Our brain has something called a negativity bias, meaning it tends to hold onto negative
information or consider future negative possibilities in order to protect us. This has been a survival mechanism for us throughout history, but in modern day it can often end up limiting us.
This means that we have to consciously work at seeing the positive or looking for ways
something will work out for us in the future. Often times we find ourselves creating a goal or thinking about something we’d like to do only to second guess ourselves or start to get anxiety about how we could fail.
First of all – this is normal. But daring in your life requires pushing away from what is normal and moving toward the extraordinary. If you really want to achieve your dreams you need to start taking control of your life today.
So how can you go about doing this? Here are a few suggestions:
1. Get clear on where it is you want to go.
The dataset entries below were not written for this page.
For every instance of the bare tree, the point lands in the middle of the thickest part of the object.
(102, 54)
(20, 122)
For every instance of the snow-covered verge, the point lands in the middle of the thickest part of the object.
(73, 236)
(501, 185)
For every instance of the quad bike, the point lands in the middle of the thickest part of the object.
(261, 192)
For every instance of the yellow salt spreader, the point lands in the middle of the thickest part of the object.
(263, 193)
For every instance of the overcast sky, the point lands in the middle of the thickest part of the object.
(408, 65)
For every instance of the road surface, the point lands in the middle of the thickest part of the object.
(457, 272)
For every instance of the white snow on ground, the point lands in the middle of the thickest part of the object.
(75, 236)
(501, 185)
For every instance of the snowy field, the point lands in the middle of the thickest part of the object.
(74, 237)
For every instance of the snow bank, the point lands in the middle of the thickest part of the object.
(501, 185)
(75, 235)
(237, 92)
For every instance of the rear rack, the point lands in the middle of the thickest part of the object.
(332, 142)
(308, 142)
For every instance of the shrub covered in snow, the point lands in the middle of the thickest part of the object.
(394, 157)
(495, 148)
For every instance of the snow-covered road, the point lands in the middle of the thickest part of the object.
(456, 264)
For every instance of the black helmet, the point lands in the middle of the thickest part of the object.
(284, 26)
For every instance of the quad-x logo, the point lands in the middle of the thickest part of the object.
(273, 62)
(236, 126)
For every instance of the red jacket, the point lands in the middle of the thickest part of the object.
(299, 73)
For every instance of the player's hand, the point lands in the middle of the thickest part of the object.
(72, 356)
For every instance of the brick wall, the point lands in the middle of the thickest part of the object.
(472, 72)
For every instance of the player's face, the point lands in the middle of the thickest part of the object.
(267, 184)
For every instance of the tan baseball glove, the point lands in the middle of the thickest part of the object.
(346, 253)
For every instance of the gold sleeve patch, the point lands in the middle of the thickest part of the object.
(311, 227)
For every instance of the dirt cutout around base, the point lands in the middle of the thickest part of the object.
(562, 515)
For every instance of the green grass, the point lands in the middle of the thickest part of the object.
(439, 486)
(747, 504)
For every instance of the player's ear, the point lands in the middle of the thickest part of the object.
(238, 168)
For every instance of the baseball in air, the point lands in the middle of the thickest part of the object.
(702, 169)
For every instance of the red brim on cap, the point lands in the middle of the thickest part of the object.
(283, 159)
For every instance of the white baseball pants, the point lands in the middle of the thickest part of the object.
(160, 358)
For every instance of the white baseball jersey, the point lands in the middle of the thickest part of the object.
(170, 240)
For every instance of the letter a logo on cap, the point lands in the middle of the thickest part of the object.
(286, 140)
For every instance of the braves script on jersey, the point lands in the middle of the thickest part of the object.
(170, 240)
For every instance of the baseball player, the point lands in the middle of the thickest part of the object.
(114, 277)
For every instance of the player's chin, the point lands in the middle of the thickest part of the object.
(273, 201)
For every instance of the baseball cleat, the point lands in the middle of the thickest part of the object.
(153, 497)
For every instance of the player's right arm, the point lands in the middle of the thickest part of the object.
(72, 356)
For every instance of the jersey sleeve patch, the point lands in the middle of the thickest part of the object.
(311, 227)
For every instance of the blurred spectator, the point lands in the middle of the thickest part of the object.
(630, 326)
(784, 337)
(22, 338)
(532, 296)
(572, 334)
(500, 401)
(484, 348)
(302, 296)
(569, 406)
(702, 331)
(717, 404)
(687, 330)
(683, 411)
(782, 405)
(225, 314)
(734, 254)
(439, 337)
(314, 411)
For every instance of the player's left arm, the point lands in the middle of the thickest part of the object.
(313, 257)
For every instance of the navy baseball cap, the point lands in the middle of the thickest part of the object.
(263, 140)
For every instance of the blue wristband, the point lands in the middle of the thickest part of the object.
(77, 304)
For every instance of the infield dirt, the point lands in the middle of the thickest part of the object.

If you have no idea where you are going you are just treading water. Even if you start swimming you will wear out because you don’t have a clear direction or destination. Take time to get crystal clear on where you want to be.
2. Rewrite the story.
The stories we tell ourselves are extremely powerful but are only just that – a story. If you find yourself creating a story with a negative outcome, try writing out at least five
other ways that the story could end.
3. Make it happen.
One of the biggest mistakes I see people make is failing to schedule what is truly important to them. If it’s important to us we can find a way to make it work. There will be countless barriers and things that throw us off course. When this happens the challenge is to get creative, reconnect to why it is valuable, and to ask for help if we need it. Progress doesn’t happen in a straight line so don’t give up when it gets hard.
4. Remember that even if we don’t have control we always have influence. What I mean by this is that despite what life throws at us we can chose how we want to respond. In Man’s Search for Meaning, Viktor Frankl speaks to this through his personal account of surviving the Holocaust. Despite the egregious conditions and constant fear of death, he was able to choose his response and beliefs. I don’t want to make you feel bad by bringing up this example but I want you to keep some perspective here. My recommendation to help with this is to write down three words that define how you’d like to show up and remind yourself of them each day. It’s a great way to start your day and will change how you respond when things get tough.